Sky Sports News, Charlie Webster, and the pretence of gender equality


Sky Sports management are apparently upset at the decision of Charlie Webster, one of their Sky Sports News anchors, to appear in FHM. Without a shred of irony, the broadcaster is upset at the threat Webster’s photo-shoot represents to the credibility of its female presenters.

Surely there’s an obvious solution here: maybe Sky Sports should stop hiring female presenters purely on the basis of their appearance? Name a woman who works in front of one their cameras, and you can be certain that she’ll be catwalk-ready. All of them, without exception.
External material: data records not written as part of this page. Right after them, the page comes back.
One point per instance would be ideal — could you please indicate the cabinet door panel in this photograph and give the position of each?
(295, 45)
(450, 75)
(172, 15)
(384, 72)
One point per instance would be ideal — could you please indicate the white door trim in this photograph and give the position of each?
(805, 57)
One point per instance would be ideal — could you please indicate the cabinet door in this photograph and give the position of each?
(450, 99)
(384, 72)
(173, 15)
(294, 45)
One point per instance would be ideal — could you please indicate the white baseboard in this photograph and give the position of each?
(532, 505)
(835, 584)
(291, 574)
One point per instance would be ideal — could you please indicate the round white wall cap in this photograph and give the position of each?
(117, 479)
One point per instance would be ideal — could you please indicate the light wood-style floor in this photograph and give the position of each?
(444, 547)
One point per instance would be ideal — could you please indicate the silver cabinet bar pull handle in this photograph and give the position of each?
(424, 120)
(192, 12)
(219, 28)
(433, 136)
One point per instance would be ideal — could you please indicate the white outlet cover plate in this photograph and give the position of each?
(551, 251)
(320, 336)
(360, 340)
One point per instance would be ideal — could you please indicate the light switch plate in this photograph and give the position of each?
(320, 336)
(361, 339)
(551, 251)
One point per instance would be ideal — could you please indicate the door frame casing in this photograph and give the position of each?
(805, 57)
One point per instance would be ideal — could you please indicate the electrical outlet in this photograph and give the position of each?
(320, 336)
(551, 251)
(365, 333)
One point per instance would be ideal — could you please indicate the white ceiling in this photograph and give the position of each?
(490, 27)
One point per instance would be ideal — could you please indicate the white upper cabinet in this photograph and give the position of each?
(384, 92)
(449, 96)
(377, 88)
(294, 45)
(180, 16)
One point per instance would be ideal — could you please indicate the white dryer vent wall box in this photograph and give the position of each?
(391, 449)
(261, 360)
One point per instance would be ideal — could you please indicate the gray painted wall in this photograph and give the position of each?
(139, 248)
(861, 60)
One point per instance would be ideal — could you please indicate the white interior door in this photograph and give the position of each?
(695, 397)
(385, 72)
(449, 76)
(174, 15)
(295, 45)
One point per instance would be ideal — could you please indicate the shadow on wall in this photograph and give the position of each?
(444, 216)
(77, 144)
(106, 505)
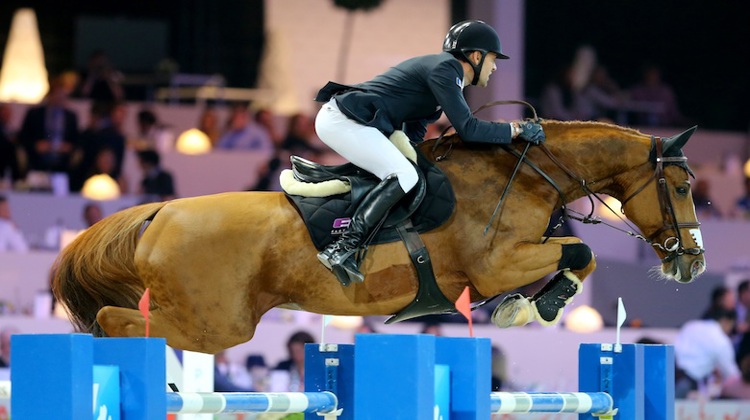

Sky isn’t the only offender with this kind of faux-equality, because you could easily level the same criticism at numerous other broadcasters, but they certainly don’t possess much credibility in any argument which demands that model-like presenters don’t do any…you know…modelling. It’s hypocrisy 101.

Sky, like many corporations, believe in the appearance of equality rather than the genuine existence of it. When a woman appears on screen, within a sporting context, somewhere a box is being ticked and an employment statistic is becoming more favourable.

“We need a woman, any woman…just as long as she’s attractive. We need a black guy too, maybe a bisexual, and a Muslim probably wouldn’t hurt. Look at our diversity. LOOK AT IT!”

For every Charlie Webster at Sky, there are probably five plain Janes who are stuck behind a desk and limited to research. Webster is the acceptable face of women in sport, and she can also be used to provide a neat, politically-correct xx/xy balance behind the SSN desk with Jim White.

The problem is, that all of this is very transparent, and whereas Sky believe that they are a modern broadcaster, and part of the war against inequality and discrimination, they are actually part of the problem. The prejudice is still prevalent, it’s merely been focused in on a more specific group: “we believe in equal opportunities for women, just not the unattractive ones.”

Unfortunately, the perception of Charlie Webster and her credibility isn’t damaged by her appearance in a Lads’ magazine, because it’s already been compromised by the hiring policy of her principle employer. She may well be a sports trivia bore, have collected Panini stickers when she was younger, and followed a team home and away all her life, but that’s just not the association Sky have created around their on-camera female talent.

If you want to promote equal opportunities and credibility, then you have to genuinely believe in it rather than just be pretending to do so.